McMaster, Cunningham make final pitches to voters before Election Day
COLUMBIA, S.C. (WCSC) - Americans will head to the polls for the country’s midterm elections Tuesday, and at the top of the ballot for South Carolinians, voters will be determining who leads the state for the next four years as governor.
They will have a choice between Republican incumbent Gov. Henry McMaster, Democrat Joe Cunningham, and Libertarian Bruce Reeves.
Months of campaigning and crisscrossing the state wrapped up Monday, as the candidates held their final rallies before polls open Tuesday morning.
McMaster, seeking re-election for a second full term, said he will continue the work he’s done since taking office in 2017, highlighting tax cuts, raises for teachers and law enforcement, and billions of dollars going toward infrastructure and road fixes just in the last year during his stump speeches.
“We don’t realize how good we have it. These businesses all around the world are looking to us to invest hundreds of millions of billions of dollars,” McMaster told the crowd at a rally in Greenville on Monday.
His Democratic challenger, former Lowcountry Congressman Joe Cunningham, contends McMaster is holding the state back but said he will be the one to lead it into the future.
Cunningham is vowing to legalize sports betting and medical marijuana, protect abortion access, and eliminate the state income tax, not just lower it.

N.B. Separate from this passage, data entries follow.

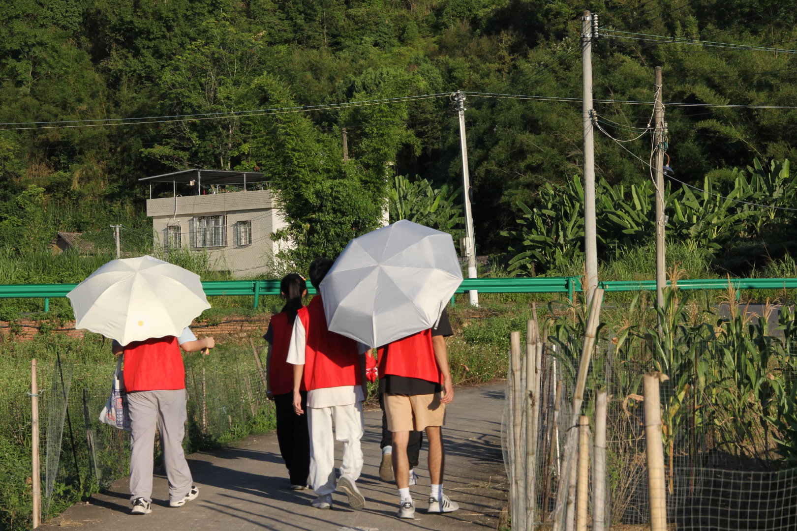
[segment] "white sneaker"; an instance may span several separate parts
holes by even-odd
[[[412,518],[415,517],[415,506],[412,502],[412,500],[409,502],[404,502],[398,507],[398,512],[396,513],[399,518]]]
[[[190,502],[191,500],[195,500],[196,497],[199,495],[199,489],[197,488],[196,485],[191,485],[191,490],[188,491],[188,494],[181,498],[179,500],[175,500],[174,502],[169,502],[170,507],[182,507],[186,505],[186,502]]]
[[[136,498],[133,500],[133,510],[130,511],[132,514],[149,514],[152,512],[150,502],[143,498]]]
[[[385,450],[387,447],[385,447]],[[392,450],[392,448],[391,448]],[[390,451],[382,452],[382,463],[379,463],[379,478],[382,481],[393,481],[393,454]]]
[[[442,495],[442,500],[438,502],[436,499],[429,497],[429,510],[427,513],[453,513],[459,509],[459,504],[452,502],[446,494]]]
[[[314,499],[310,505],[312,505],[316,509],[332,509],[332,495],[321,494],[320,496]]]
[[[348,496],[349,506],[351,509],[359,510],[365,507],[365,497],[355,485],[354,478],[351,476],[347,474],[342,474],[340,479],[338,480],[338,488]]]
[[[415,474],[415,469],[410,469],[410,486],[413,485],[418,485],[418,474]]]

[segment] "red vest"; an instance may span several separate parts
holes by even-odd
[[[432,329],[413,334],[379,347],[379,377],[387,374],[442,383],[432,346]]]
[[[274,395],[284,395],[293,390],[293,365],[288,363],[288,349],[291,345],[293,325],[288,322],[288,314],[280,312],[271,318],[271,365],[269,367],[269,385]],[[304,388],[304,382],[300,388]]]
[[[330,332],[321,296],[300,308],[296,318],[304,326],[304,385],[308,391],[340,385],[359,385],[359,355],[353,339]]]
[[[186,368],[177,338],[151,338],[125,346],[124,388],[128,392],[186,388]]]

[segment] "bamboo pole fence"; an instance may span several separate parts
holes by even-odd
[[[598,392],[595,401],[595,433],[592,451],[592,531],[606,528],[606,417],[608,395]]]
[[[659,383],[669,380],[662,373],[642,377],[645,393],[645,447],[648,467],[648,496],[650,502],[650,531],[666,531],[667,487],[665,477],[664,443],[662,438],[662,404]]]

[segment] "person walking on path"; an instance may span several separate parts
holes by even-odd
[[[332,267],[319,258],[310,264],[310,283],[316,290]],[[335,440],[344,443],[338,486],[349,506],[360,510],[365,498],[355,485],[363,470],[363,400],[367,394],[367,347],[353,339],[330,332],[320,295],[299,310],[288,351],[293,368],[293,411],[301,415],[301,386],[307,388],[308,427],[310,432],[310,483],[318,497],[316,509],[332,509],[336,489]],[[332,431],[334,423],[335,431]]]
[[[166,336],[124,346],[114,341],[113,353],[124,355],[124,387],[130,412],[130,501],[133,514],[152,512],[152,467],[155,428],[160,433],[169,480],[169,506],[182,507],[199,494],[183,451],[185,436],[186,369],[180,349],[198,352],[216,346],[212,337],[197,339],[188,328],[179,338]]]
[[[280,282],[280,295],[285,304],[280,313],[271,318],[263,338],[269,343],[266,356],[266,396],[274,400],[277,412],[277,441],[285,462],[291,489],[304,490],[310,474],[310,435],[307,415],[293,412],[293,365],[288,363],[288,348],[296,313],[307,295],[307,281],[296,273],[285,275]],[[304,381],[299,388],[301,408],[307,407],[307,388]]]
[[[387,428],[393,433],[393,471],[398,487],[399,518],[413,518],[407,443],[413,430],[426,430],[431,490],[428,513],[450,513],[459,506],[443,494],[445,452],[442,430],[446,404],[453,400],[446,338],[452,335],[443,310],[438,326],[379,349],[379,390],[385,393]],[[442,392],[442,394],[441,394]]]

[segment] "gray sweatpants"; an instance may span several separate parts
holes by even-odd
[[[163,464],[169,480],[169,501],[182,499],[193,479],[183,451],[185,435],[185,389],[128,393],[130,407],[130,500],[152,498],[155,429],[160,432]]]

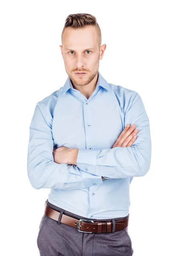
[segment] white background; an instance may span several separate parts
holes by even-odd
[[[130,186],[133,256],[167,255],[170,216],[170,8],[168,1],[0,2],[1,254],[39,255],[39,226],[48,189],[27,173],[29,127],[36,103],[68,76],[60,49],[71,14],[88,13],[106,44],[99,71],[137,92],[150,122],[150,169]],[[2,250],[4,250],[2,253]]]

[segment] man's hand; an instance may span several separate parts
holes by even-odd
[[[122,148],[131,147],[135,140],[136,139],[136,134],[138,133],[139,131],[137,129],[136,129],[136,131],[134,131],[136,128],[136,125],[134,124],[134,127],[132,127],[132,126],[130,126],[129,124],[128,124],[129,125],[128,127],[126,126],[120,134],[116,141],[113,146],[112,148],[116,147]],[[102,180],[106,179],[102,176]]]
[[[68,148],[63,146],[53,150],[54,162],[76,165],[78,151],[78,148]]]
[[[136,139],[136,135],[138,133],[139,131],[137,129],[135,129],[136,125],[134,124],[134,127],[130,126],[129,124],[129,126],[127,126],[125,128],[123,131],[120,134],[118,139],[112,147],[112,148],[116,147],[121,147],[125,148],[125,147],[132,145],[133,143]]]

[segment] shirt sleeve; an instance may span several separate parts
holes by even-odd
[[[131,146],[99,150],[80,149],[76,165],[82,170],[113,178],[144,176],[148,171],[151,156],[150,122],[144,104],[135,92],[124,110],[124,123],[136,125],[139,132]]]
[[[102,183],[101,176],[85,173],[74,165],[54,162],[51,115],[45,106],[38,102],[29,127],[27,173],[36,189],[84,189]]]

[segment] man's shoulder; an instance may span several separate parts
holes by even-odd
[[[49,112],[49,111],[52,116],[53,116],[54,109],[57,103],[58,97],[62,88],[60,87],[59,90],[53,92],[50,95],[39,101],[37,103],[40,105],[45,110],[45,112]]]
[[[109,84],[111,90],[113,91],[116,96],[118,96],[129,97],[133,94],[137,93],[137,92],[130,90],[121,85],[116,85],[114,84]]]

“No offense to Gov. McMaster, but if he wanted to get something done, he should’ve done it in his last 40 years in politics,” Cunningham told reporters after a rally Saturday in Columbia.
If he is re-elected and serves the entirety of a second full term, McMaster would become the longest-serving governor in state history.
“We’ve got the greatest people in the whole world. What we have to be sure to do is our government allows our people to flourish,” he said.
Cunningham, meanwhile, is seeking not just to unseat an incumbent but to become the first Democrat elected to statewide office in South Carolina in 16 years and the first Democratic governor elected since 1998.
“This will not be an easy fight, just like it was in 2018,” he said, referring to when he flipped a Congressional seat Republicans had held since the 1980s. “But great things like that aren’t easy.”
As for Election Day plans, McMaster will be voting Tuesday morning in Columbia before ending the night at his watch party in the capital city.
Cunningham voted early, so before his watch party Tuesday night in Charleston, he said he plans to visit polling places and maybe get in a run.
Reeves will be holding an election night watch party in Columbia on Tuesday as well.